B crew didn’t have to sweat any of that. They would deal with knowns, not unknowns. Except for one, of course. Nobody knew what would anger the aliens or robots in charge of the starship. If anything did, a new wreck would lie on the bottom of the Pacific. I’m not even wearing seaboots, Jerry thought.
After lunch, he went forward to the moon pool to look at the starship. Several people were always doing that. He saw three or four of the new men staring at it as if they couldn’t believe their eyes. Had anyone briefed them on the true story till they got to Midway, or had they signed up like him, thinking they were going after the sunken Russian submarine?
One of the strangers came over to him and held out his hand. “Hi. I’m John Rogers. I’m John Rogers here, anyway,” he said. He was about forty, suntanned and fit, and had a disarming smile. “I’m the new doctor.”
“Nice to meet you. I’m Jerry Steinberg. Like you say, that’s who I am here, I mean. I do oceanography and stuff.” Even with somebody who was here, Jerry watched what he said. Sure as hell, the CIA had indoctrinated him whether it meant to or not.
Rogers pointed down at Humpty Dumpty. “That’s the most astonishing thing I’ve ever seen in my life.”
“I said the same thing. Everybody does,” Jerry said.
“I believe it. What else can you say? Did I hear right? Did somebody really smart figure out how to get in there without blowing it up?”
“Somebody really smart? Nah.” Jerry shook his head. “Matter of fact, it was me.”
“You’re kidding!” the doctor exclaimed. Jerry shook his head again. He knew he didn’t look like much: a longhair with a beard, dressed the way he would have been on campus, with a T-shirt, bell-bottom jeans, and his sadly scruffy Blue Tips. John Rogers went on, “That’s wonderful! How did you ever do it?”
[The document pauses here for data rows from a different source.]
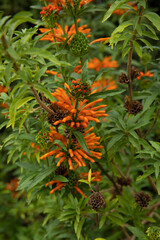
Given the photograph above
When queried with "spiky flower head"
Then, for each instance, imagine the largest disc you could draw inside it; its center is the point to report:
(142, 199)
(153, 233)
(97, 201)
(79, 44)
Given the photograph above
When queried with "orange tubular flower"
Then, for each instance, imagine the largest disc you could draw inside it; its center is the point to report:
(60, 36)
(147, 74)
(62, 2)
(77, 154)
(84, 114)
(100, 40)
(108, 84)
(96, 64)
(95, 175)
(12, 186)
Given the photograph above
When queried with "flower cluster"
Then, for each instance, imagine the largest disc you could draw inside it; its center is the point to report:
(78, 116)
(79, 88)
(49, 9)
(73, 178)
(73, 151)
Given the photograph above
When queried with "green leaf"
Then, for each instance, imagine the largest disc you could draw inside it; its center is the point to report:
(81, 141)
(12, 53)
(119, 29)
(125, 52)
(146, 173)
(113, 7)
(60, 178)
(150, 35)
(45, 54)
(137, 49)
(137, 232)
(146, 43)
(154, 18)
(16, 105)
(114, 140)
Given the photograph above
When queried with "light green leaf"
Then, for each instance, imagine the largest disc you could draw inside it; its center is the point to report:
(113, 7)
(60, 178)
(119, 29)
(146, 43)
(45, 54)
(114, 140)
(137, 232)
(154, 18)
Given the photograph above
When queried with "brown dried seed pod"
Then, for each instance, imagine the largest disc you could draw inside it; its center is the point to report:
(96, 200)
(142, 199)
(133, 108)
(124, 181)
(123, 78)
(57, 115)
(134, 72)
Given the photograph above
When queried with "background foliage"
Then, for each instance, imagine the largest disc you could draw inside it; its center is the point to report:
(131, 142)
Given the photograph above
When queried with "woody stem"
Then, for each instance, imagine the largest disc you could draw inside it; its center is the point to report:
(130, 56)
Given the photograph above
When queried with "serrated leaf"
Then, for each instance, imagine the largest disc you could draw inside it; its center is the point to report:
(146, 43)
(156, 145)
(81, 141)
(113, 7)
(114, 140)
(146, 173)
(45, 54)
(154, 18)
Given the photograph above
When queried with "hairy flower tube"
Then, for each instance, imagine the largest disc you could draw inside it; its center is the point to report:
(72, 183)
(80, 116)
(74, 151)
(61, 35)
(96, 64)
(49, 9)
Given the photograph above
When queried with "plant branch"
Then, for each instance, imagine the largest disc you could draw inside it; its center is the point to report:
(155, 120)
(5, 45)
(130, 55)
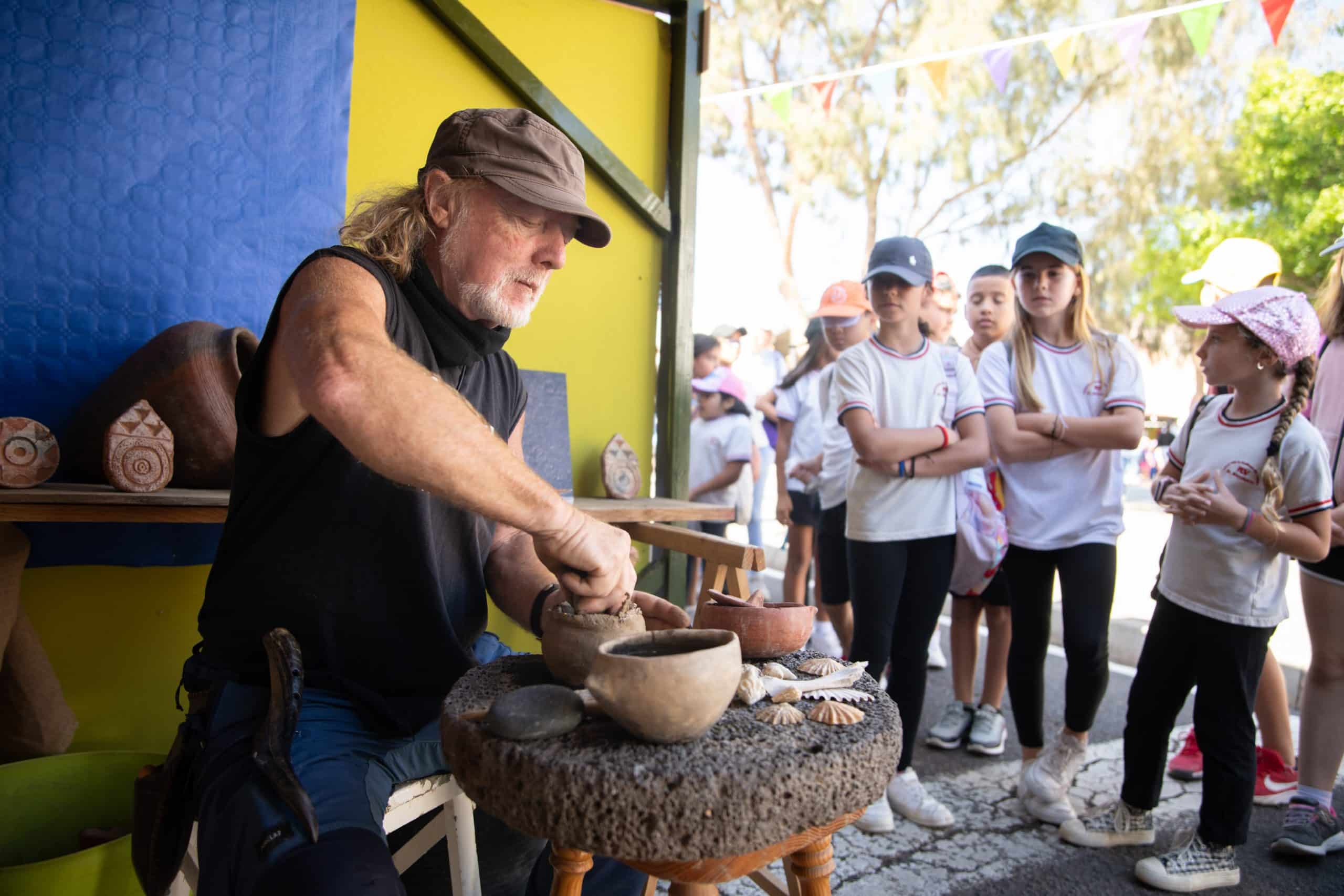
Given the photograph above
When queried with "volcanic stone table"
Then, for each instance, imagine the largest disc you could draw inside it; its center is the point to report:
(699, 813)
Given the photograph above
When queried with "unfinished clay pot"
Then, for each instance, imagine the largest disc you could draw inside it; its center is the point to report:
(190, 373)
(622, 469)
(138, 450)
(766, 632)
(29, 453)
(570, 641)
(667, 687)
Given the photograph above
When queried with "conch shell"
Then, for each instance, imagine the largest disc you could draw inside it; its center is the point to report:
(835, 714)
(780, 715)
(822, 667)
(749, 687)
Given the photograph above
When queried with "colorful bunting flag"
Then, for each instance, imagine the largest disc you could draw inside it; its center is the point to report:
(937, 73)
(828, 93)
(1131, 39)
(1064, 50)
(1276, 13)
(781, 101)
(1199, 26)
(999, 61)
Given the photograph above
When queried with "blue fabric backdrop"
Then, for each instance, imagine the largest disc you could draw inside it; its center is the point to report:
(162, 162)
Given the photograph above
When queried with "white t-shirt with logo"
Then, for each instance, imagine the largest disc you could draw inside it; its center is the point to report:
(799, 405)
(714, 445)
(1214, 570)
(1077, 498)
(905, 393)
(836, 446)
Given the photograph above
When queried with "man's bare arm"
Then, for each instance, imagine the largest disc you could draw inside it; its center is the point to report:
(335, 362)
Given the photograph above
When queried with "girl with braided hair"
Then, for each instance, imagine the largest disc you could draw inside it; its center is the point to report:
(1249, 486)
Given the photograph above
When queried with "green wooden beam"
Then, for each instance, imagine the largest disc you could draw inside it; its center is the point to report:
(674, 400)
(511, 70)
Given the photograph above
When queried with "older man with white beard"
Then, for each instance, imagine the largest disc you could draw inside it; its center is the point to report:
(380, 493)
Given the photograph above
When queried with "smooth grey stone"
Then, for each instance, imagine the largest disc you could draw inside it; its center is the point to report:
(534, 712)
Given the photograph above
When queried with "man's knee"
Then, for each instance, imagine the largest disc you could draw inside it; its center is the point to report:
(349, 860)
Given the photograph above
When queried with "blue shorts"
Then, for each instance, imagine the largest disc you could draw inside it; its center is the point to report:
(250, 842)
“I got lucky,” Jerry answered, and told again about the Tolkien connection. He wondered if he’d be telling the same story, maybe in the same words, at conferences fifty years from now. He also wondered if he’d ever be able to tell it to people not cleared to hear it.
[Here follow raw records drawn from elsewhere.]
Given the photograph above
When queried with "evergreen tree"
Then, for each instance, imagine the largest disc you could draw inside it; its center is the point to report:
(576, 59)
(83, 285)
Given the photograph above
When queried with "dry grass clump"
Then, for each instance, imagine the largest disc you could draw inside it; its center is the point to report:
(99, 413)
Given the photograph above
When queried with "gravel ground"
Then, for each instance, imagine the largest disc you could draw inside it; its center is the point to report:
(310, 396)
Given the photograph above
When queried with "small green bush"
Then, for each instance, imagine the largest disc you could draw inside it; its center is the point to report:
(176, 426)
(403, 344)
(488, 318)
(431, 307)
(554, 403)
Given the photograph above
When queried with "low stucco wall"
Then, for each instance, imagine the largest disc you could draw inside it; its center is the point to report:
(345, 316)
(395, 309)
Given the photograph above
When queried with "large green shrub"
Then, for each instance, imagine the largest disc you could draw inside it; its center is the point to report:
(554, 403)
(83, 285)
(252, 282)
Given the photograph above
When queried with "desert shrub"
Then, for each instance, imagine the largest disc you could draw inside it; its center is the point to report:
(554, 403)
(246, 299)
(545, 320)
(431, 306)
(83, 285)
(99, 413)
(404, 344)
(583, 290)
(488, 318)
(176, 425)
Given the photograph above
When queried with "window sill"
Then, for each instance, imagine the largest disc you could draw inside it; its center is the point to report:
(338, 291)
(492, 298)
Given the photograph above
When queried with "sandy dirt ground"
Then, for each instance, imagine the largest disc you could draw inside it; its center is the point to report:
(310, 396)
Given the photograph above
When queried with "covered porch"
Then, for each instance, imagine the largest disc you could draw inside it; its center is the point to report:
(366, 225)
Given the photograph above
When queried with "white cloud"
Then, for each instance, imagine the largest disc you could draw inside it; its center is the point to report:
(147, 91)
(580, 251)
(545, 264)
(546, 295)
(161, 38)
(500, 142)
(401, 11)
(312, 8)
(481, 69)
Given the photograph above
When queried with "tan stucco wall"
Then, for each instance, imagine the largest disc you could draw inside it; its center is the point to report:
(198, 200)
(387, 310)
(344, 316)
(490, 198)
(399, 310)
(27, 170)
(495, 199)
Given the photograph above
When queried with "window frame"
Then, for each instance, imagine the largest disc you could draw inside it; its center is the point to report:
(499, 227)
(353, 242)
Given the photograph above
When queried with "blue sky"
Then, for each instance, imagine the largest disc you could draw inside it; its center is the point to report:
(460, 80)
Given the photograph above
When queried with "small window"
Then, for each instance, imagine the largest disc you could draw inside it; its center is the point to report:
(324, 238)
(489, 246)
“You know, I’d tell you you were making that up if I heard it anywhere else,” Dr. Rogers said. “When I look at that”—he nodded down toward Humpty Dumpty—“I believe you. Nothing seems impossible right now.”
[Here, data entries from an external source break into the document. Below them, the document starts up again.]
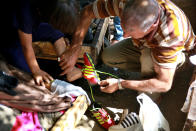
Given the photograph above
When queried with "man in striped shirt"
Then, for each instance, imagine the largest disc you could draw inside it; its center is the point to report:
(160, 34)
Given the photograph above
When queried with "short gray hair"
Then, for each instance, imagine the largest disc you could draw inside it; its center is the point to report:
(140, 13)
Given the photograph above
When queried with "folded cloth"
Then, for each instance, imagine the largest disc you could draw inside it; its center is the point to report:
(130, 123)
(63, 88)
(27, 121)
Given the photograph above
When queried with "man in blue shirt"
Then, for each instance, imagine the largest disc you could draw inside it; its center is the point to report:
(38, 20)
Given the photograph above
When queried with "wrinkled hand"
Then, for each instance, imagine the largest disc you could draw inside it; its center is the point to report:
(42, 77)
(109, 85)
(68, 60)
(35, 98)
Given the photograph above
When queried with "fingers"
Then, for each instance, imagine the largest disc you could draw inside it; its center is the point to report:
(109, 85)
(103, 83)
(42, 79)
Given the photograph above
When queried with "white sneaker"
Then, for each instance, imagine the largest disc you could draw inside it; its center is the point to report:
(130, 123)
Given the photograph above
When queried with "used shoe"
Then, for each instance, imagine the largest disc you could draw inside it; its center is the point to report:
(101, 116)
(130, 123)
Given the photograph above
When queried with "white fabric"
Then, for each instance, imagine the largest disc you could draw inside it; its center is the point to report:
(150, 115)
(63, 88)
(133, 127)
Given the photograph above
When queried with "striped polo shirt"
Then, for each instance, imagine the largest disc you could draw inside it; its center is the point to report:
(174, 33)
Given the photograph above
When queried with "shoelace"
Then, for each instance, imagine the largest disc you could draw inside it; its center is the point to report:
(89, 71)
(99, 116)
(129, 120)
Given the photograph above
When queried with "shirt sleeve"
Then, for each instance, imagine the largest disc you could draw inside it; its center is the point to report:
(106, 8)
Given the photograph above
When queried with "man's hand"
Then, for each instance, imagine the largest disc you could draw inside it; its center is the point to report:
(41, 77)
(109, 85)
(68, 59)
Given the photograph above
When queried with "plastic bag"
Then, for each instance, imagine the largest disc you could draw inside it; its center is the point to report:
(150, 116)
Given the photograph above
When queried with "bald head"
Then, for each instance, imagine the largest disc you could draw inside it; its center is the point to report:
(140, 13)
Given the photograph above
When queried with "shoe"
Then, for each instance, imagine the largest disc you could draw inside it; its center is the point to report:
(75, 74)
(130, 123)
(101, 115)
(89, 71)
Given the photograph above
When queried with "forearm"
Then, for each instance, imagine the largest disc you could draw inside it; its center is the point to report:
(26, 42)
(85, 21)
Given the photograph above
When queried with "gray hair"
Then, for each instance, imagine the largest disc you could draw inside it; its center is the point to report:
(140, 13)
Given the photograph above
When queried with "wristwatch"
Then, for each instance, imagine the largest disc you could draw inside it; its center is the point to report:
(119, 84)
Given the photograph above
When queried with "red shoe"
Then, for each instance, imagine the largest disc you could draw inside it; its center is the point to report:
(89, 71)
(101, 116)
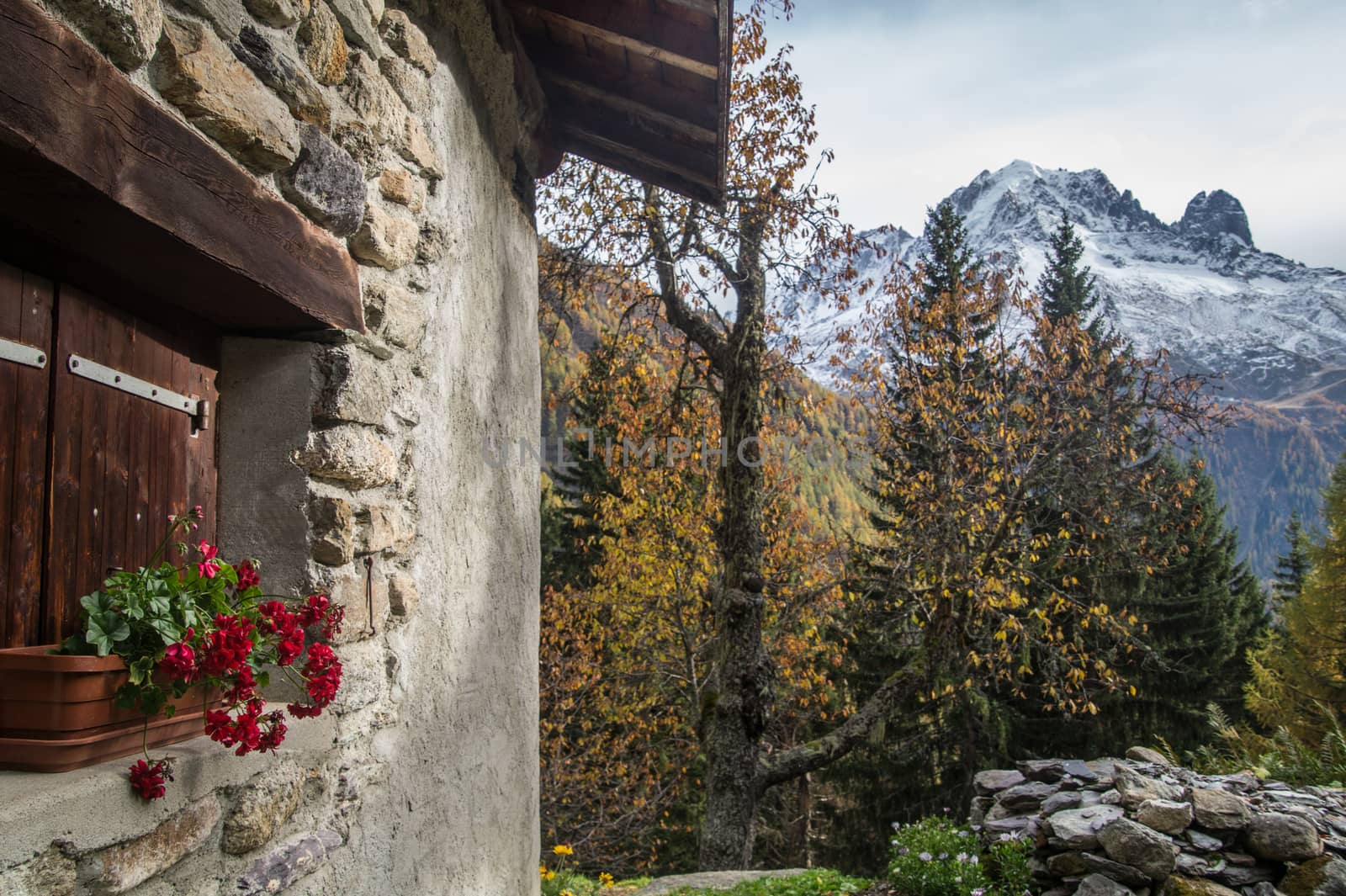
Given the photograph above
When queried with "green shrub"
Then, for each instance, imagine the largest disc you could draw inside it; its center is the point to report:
(935, 857)
(813, 883)
(1009, 866)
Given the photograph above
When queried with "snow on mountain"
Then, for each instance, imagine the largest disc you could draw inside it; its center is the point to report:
(1198, 287)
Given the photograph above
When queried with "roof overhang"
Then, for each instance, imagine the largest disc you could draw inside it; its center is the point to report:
(641, 87)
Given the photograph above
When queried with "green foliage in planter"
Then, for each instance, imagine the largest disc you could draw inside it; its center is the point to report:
(935, 857)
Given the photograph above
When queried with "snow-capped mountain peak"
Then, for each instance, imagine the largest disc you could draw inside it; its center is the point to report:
(1197, 287)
“No kidding! If we can figure out even a little bit of what whoever made that can do, the world won’t be the same,” Jerry said.
“Just seeing it there makes the world not the same,” Rogers said. “It tells us this isn’t the only world with life on it. That’s got to be the biggest news since Columbus got back to Spain with word of the New World.”
“Bigger, I bet, but yeah,” Jerry said, thinking, Columbus again! Next year, NASA planned to launch two Viking probes to Mars to see if life existed on the red planet. Those Vikings would try to learn whether Earth was unique in the universe or life sprang up whenever it got the chance. There in the moon pool lay the answer, shining as if scraped from the inside of a pearl oyster’s shell.